Change in conservation areas can be negative, either through inappropriate new development, neglect or deliberate damage and can have a very real effect upon the way the community thrives or feels about their area. When conservation areas become at risk, this can signify or contribute to an area's social or economic decline.

Aerial view of Alston

The market town of Alston is nestled high on the expansive moors of the north Pennines in Cumbria. It is a rugged place exploited and shaped over millennia for its rich mineral wealth of lead and silver. Today the community are working together to grow the town’s visitor economy and to conserve Alston’s industrial legacy and distinctive character.

The Current Situation

In 2013 the number of conservation areas at risk has fallen slightly to 510 from 524 in 2012. Although 66 conservation areas were added to the Heritage at Risk Register in 2013, 80 have successfully been removed from it. This means that 6.2% of England's conservation areas are now considered to be at risk.  As economic conditions improve, the vitally necessary work of looking after historic places will hopefully increase, contributing positively to a sustainable future for England's unique rural and townscape heritage.
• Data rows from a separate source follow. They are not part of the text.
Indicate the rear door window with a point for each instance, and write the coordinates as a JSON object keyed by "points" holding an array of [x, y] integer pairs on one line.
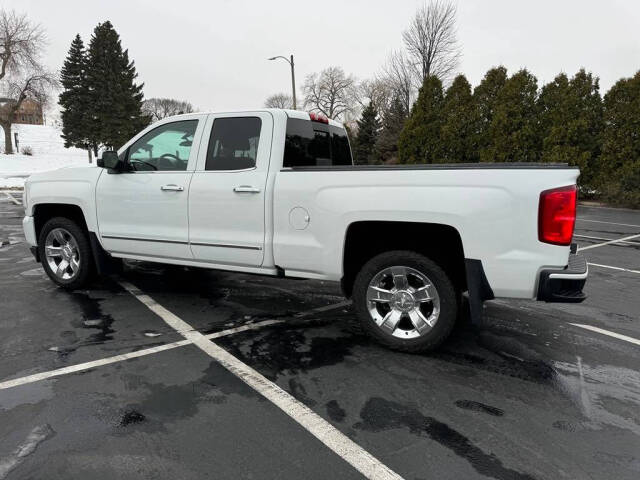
{"points": [[315, 144], [233, 144]]}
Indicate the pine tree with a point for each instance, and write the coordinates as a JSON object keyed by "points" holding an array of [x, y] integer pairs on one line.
{"points": [[620, 161], [74, 100], [115, 99], [392, 125], [513, 134], [365, 152], [460, 123], [485, 96], [571, 122], [420, 138]]}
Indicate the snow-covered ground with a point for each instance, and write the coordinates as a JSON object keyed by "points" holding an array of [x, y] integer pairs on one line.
{"points": [[48, 154]]}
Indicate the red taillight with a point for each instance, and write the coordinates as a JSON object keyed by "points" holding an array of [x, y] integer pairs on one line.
{"points": [[557, 215], [318, 117]]}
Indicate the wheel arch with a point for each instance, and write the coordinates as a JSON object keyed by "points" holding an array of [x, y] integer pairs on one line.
{"points": [[366, 239], [42, 212]]}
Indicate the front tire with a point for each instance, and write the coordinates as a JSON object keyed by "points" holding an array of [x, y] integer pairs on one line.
{"points": [[65, 253], [405, 301]]}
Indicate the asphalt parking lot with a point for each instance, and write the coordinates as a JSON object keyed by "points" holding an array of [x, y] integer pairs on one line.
{"points": [[118, 381]]}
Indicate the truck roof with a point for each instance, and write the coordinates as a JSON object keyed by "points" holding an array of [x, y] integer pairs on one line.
{"points": [[300, 114]]}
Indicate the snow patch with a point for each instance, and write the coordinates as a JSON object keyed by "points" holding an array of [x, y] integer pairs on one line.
{"points": [[49, 153]]}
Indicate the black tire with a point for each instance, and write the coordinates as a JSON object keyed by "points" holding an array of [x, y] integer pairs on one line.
{"points": [[86, 267], [448, 300]]}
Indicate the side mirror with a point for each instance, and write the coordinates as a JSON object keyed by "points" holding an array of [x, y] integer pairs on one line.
{"points": [[110, 160]]}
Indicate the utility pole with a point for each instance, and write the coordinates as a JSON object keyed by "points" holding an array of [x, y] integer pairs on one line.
{"points": [[293, 77]]}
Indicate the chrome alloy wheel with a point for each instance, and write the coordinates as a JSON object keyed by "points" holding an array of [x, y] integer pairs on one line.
{"points": [[403, 302], [62, 253]]}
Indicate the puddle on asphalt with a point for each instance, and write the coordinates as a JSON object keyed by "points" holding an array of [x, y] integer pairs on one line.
{"points": [[379, 415], [479, 407]]}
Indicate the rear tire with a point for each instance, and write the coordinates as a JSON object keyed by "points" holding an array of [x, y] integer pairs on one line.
{"points": [[405, 301], [65, 253]]}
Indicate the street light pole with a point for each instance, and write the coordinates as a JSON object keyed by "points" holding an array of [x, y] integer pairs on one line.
{"points": [[293, 83], [293, 77]]}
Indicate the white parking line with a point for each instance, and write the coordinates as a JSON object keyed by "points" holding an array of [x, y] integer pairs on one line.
{"points": [[589, 237], [150, 351], [614, 268], [10, 197], [609, 242], [342, 445], [609, 223], [607, 332]]}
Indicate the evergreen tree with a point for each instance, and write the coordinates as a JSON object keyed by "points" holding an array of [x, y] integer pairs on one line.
{"points": [[620, 160], [513, 134], [460, 123], [115, 99], [420, 138], [365, 151], [571, 122], [485, 96], [392, 124], [74, 99]]}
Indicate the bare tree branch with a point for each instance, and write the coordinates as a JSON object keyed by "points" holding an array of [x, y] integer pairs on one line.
{"points": [[377, 91], [34, 84], [431, 40], [279, 100], [330, 92], [21, 42], [403, 77]]}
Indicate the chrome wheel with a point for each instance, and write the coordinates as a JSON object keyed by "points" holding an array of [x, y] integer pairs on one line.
{"points": [[62, 254], [403, 302]]}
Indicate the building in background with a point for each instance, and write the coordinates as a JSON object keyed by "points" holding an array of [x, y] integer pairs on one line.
{"points": [[29, 113]]}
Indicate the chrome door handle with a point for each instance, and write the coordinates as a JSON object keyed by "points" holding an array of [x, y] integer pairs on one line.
{"points": [[172, 188], [246, 189]]}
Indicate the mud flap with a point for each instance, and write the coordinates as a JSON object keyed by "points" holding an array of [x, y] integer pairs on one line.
{"points": [[478, 288], [105, 263]]}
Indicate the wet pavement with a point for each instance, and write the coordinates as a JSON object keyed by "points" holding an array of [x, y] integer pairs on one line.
{"points": [[527, 396]]}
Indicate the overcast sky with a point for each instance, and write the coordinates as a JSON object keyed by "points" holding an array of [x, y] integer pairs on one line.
{"points": [[214, 53]]}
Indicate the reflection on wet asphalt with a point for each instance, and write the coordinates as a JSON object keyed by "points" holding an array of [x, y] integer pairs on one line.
{"points": [[525, 396]]}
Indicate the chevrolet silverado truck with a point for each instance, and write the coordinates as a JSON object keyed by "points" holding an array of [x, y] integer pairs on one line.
{"points": [[275, 192]]}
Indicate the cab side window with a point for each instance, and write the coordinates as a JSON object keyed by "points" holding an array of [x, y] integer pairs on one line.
{"points": [[164, 148], [233, 144]]}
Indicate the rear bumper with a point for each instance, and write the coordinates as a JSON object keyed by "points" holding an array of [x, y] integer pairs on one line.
{"points": [[566, 285]]}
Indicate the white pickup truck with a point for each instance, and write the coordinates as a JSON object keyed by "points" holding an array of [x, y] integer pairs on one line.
{"points": [[275, 192]]}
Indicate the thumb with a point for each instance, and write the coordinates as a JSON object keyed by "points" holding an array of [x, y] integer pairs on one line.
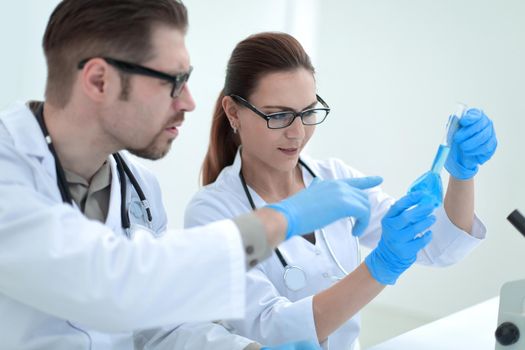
{"points": [[364, 183]]}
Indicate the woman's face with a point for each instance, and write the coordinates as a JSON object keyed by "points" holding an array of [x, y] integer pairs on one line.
{"points": [[278, 149]]}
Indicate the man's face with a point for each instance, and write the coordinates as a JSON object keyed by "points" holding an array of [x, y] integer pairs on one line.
{"points": [[148, 120]]}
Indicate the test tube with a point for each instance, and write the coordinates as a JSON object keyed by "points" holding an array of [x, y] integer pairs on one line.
{"points": [[444, 147]]}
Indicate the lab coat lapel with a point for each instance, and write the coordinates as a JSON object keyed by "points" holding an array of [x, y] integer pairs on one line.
{"points": [[113, 219]]}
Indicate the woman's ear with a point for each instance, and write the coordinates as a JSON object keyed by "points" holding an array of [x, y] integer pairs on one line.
{"points": [[231, 109]]}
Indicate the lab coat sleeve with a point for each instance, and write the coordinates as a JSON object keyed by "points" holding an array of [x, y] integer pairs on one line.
{"points": [[191, 336], [271, 318], [59, 262]]}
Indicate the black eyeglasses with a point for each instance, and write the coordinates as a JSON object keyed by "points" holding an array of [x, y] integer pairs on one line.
{"points": [[279, 120], [177, 80]]}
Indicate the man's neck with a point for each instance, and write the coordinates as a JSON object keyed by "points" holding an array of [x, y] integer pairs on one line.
{"points": [[79, 142]]}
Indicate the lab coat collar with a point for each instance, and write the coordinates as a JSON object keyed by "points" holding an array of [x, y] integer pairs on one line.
{"points": [[23, 127]]}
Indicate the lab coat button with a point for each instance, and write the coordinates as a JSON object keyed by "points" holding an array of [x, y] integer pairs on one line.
{"points": [[135, 210]]}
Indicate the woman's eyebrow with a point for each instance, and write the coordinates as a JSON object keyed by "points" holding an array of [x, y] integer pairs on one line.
{"points": [[286, 108]]}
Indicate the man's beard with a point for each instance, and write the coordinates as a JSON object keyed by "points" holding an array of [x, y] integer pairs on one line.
{"points": [[153, 151]]}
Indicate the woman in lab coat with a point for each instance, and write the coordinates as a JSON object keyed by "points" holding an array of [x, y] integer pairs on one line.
{"points": [[313, 287]]}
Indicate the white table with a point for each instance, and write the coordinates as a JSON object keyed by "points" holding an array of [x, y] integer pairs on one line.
{"points": [[472, 328]]}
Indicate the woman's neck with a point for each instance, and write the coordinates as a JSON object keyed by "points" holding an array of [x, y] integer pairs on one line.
{"points": [[271, 184]]}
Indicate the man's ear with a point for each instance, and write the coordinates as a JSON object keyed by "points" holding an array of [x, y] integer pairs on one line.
{"points": [[96, 79]]}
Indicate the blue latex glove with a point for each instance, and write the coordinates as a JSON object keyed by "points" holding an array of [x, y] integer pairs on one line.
{"points": [[473, 144], [324, 202], [430, 183], [302, 345], [401, 240]]}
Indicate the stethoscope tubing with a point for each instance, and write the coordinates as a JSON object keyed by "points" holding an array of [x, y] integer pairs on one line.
{"points": [[123, 171], [280, 256]]}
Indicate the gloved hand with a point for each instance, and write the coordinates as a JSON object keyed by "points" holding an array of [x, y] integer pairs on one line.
{"points": [[324, 202], [473, 144], [430, 183], [302, 345], [400, 240]]}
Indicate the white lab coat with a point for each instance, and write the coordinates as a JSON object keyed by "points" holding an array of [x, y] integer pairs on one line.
{"points": [[275, 314], [67, 282]]}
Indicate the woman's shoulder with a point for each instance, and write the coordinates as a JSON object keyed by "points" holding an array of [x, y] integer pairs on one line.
{"points": [[216, 201]]}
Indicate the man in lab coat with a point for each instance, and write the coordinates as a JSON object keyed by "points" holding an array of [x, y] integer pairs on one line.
{"points": [[86, 259]]}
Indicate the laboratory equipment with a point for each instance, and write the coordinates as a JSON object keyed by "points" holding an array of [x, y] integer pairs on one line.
{"points": [[511, 317], [430, 182]]}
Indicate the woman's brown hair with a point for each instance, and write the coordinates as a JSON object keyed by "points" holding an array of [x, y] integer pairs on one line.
{"points": [[252, 58]]}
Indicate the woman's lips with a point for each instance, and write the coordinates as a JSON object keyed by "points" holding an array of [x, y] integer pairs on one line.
{"points": [[289, 151]]}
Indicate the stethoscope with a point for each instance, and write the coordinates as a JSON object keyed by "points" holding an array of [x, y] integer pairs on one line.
{"points": [[294, 276], [122, 169]]}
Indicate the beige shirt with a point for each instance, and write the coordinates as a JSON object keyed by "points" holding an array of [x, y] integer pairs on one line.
{"points": [[92, 197]]}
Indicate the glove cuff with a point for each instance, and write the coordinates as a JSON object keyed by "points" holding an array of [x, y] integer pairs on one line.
{"points": [[460, 172], [290, 228], [377, 270]]}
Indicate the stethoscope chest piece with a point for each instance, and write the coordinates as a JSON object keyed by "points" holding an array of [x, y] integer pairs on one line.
{"points": [[294, 278]]}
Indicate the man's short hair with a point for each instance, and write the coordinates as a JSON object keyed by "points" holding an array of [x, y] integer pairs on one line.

In spite of reducing resources, local authorities have continued to carry out surveys of their conservation areas. Surveys have now been completed for almost 8,200 (83%) conservation areas across the country. This has helped English Heritage to gain a clear picture of how these important places and areas are sustaining themselves.

The Continuing Challenge

There is no single reason why a conservation area becomes at risk. Many factors can contribute to this, but a common one continues to be the challenging economic climate, particularly in relation to town and city centres.

As economic conditions improve, the vitally necessary work of looking after historic places will hopefully increase. contributing positively to a sustainable future for England's unique rural and townscape heritage.